Wir unterscheiden vier Stufen der „Schönheit“ eines Lernprogramms:

  1. Es gibt keinerlei erkennbare Bemühungen um Ästhetik, die Äußerungen des Programms wirken zufällig, haben wenig Wiedererkennungswert, nichts deutet auf extra Mühen der Anbieter jenseits des absolut Notwendigen hin.
  2. Die Kommunikation mit den Lernenden zeigt Spuren von Ästhetik, es gibt z.B. ein Logo, Emails sind nicht mehr nur rein funktional, über die Texte ist nachgedacht, Locations sind bewusst gewählt.
  3. Das Programm sieht attraktiv aus. Unterschiedliche Elemente des Programms sind ästhetisch aufeinander abgestimmt, die Kommunikation mit den Lernenden ist bewusst gestaltet. Locations sind einladend. Alles macht Lust auf Lernen.
  4. Ästhetik durchzieht alle Aspekte, es gibt wow-Momente, Überraschungen. Man merkt dem Programm an, dass Schönheit ein bewusstes Design-Kriterium ist.

 

 

Konsistenz

Wie viel interne und externe Konsistenz bietet das Lernprogramm? Wobei interne Konsistenz meint, dass die unterschiedlichen Elemente des Lernprogramms auf einem erkennbaren Set an Designprinzipien basieren, und externe Konsistenz, dass diese Designprinzipien sich an dem Kontext und Zielen orientieren, die für das Lernprogramm gelten (die Formensprache unterstützt den Inhalt).

 

„Form follows function“ gilt auch beim Design von Lernprogrammen. Bei „Konsistenz“ geht es um diesen Aspekt. Dabei ist mit interner Konsistenz gemeint, wie die unterschiedlichen Elemente des Programms „aus einem Guss“ sind, zueinander passen, einer gleichen Philosophie folgen. Interne Konsistenz macht es den Lernenden über Wiedererkennung einfacher, die Funktion unterschiedlicher Lernformen zu verstehen.

 

Externe Konsistenz meint, inwieweit die eingesetzten Methoden und Formen zum (Lern)ziel des Programms passen.

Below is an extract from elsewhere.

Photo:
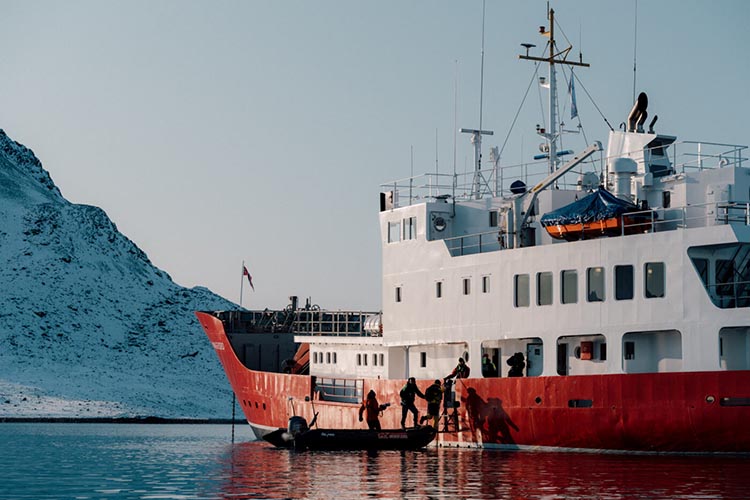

Wenn eines der Programmziele in einem Führungskräfteentwicklungsprogramm z.B. Verantwortungsübernahme ist, dass wären Formen extern inkonsistent, die auf eine starke Regulierung des Lernprozesses zielen (denn diese Regulierung ist ja das Gegenteil von Verantwortungsübernahme). Eine 2-stündige Vorlesung zum Thema „interaktive Didaktik“ ist so ebenfalls extern inkonsistent. Externe Konsistenz erhöht die Glaubwürdigkeit der angestrebten Ziele.

 

Wir unterscheiden wir Stufen der Konsistenz von Lernprogrammen:

  1. Es liegen grobe interne und / oder externe Inkonsistenzen vor, über die Formensprache des Programms scheint wenig nachgedacht.
  2. Das Programm ist mehrheitlich inkonsistent, da, wo Ziele und Methoden zusammenpassen, scheint es eher Zufall als Absicht.
  3. Das Programm ist mehrheitlich konsistent, Methoden scheinen bewusst gewählt und passen zueinander.
  4. Das Programm ist fast ausschließlich konsistent, es gibt explizite Design-Prinzipien, an denen sich die unterschiedlichen Methoden orientieren.